At the synod, he was almost entirely forgotten. A pope who wrote the very rich Familiaris Consortio after the 1980 synod on the family and devoted four years to the theology of the body should have been the starting point for the synod. As for mercy, St. John Paul II devoted an entire encyclical to Divine Mercy. Yet his teaching and the scholars from the John Paul II Institute for Marriage and the Family were overlooked in the synod’s work.

Tenth, the synod ignored Francis’ repeated exhortation that all generations need each other — the young need the elderly, and the elderly need the young.

Even in his affectionate references to Pope Emeritus Benedict XVI as a “grandfather,” Francis has a deep sense of the extended family as a bridge between generations. In the focus on the divorced, cohabiting and same-sex couples, the younger and older generations were neglected, even though they are a critical part of the family.

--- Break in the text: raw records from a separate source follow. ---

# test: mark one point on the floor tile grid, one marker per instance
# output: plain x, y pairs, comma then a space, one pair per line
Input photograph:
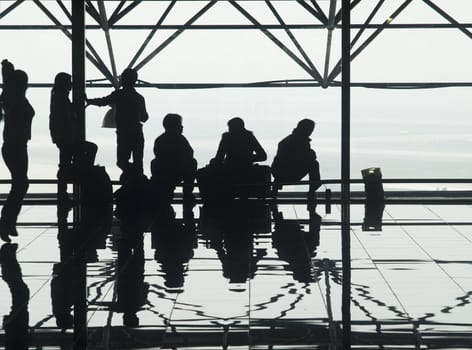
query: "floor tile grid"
452, 226
405, 230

Eleventh, if the Church is to be the “field hospital” for a modern world full of wounded people, it is necessary to know the nature of the diseases and wounds that the modern world suffers from.
The hearts of contemporary men and women have been hurt grievously by the “throwaway” culture bequeathed by the sexual revolution. Doctors who do not diagnose properly are of little help in offering effective treatment. In his closing address, Francis identified this as a lack in the synod, which was tempted to bind up wounds without curing their causes.

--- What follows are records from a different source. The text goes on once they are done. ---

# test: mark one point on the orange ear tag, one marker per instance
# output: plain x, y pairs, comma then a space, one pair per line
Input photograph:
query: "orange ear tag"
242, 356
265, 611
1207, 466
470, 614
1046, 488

The Church now waits for another synod next October. Will it be more recognizably what Pope Francis proposes to a Church of missionary disciples? Or will it remain a worldly exercise?

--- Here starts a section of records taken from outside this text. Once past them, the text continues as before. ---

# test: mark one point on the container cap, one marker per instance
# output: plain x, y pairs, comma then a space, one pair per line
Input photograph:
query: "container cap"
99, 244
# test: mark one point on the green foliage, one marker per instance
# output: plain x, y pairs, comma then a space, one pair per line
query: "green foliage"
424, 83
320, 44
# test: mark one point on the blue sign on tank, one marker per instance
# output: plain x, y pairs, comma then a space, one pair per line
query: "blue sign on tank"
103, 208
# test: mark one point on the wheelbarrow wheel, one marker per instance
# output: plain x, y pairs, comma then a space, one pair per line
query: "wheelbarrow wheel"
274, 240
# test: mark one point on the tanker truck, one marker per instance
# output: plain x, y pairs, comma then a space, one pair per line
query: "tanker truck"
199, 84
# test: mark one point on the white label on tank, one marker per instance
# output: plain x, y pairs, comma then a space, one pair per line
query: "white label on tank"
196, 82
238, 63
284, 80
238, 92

The experience of synod 2014 is not promising.
Father Raymond J. de Souza is editor in chief of Convivium magazine.
He was the Register’s Rome correspondent from 1998-2003.

3 comments:

Anonymous said...

To sum up; Francis is a theological mess and an administrative disaster too. Maybe his problem is that he doesn't know that people think differently than him and although he might have good intentions for wanting to embrace the sinner his ideas open the door for others to conclude that the sin is to accepted? Or maybe it's simply that he's a Jesuit and we should expect "surprises"? Mike

Jdj said...

Yes, indeed, good article. Another good one out today is Mary Jo Anderson, Crisis Magazine:
http://www.crisismagazine.com/2014/saw-synod-means-2015

Gene said...

Meanwhile, back at the ranch, Cardinal Vincent Nichols says that there is "real goodness in the lives of those who cohabitate outside marriage." Let the good times roll, baby!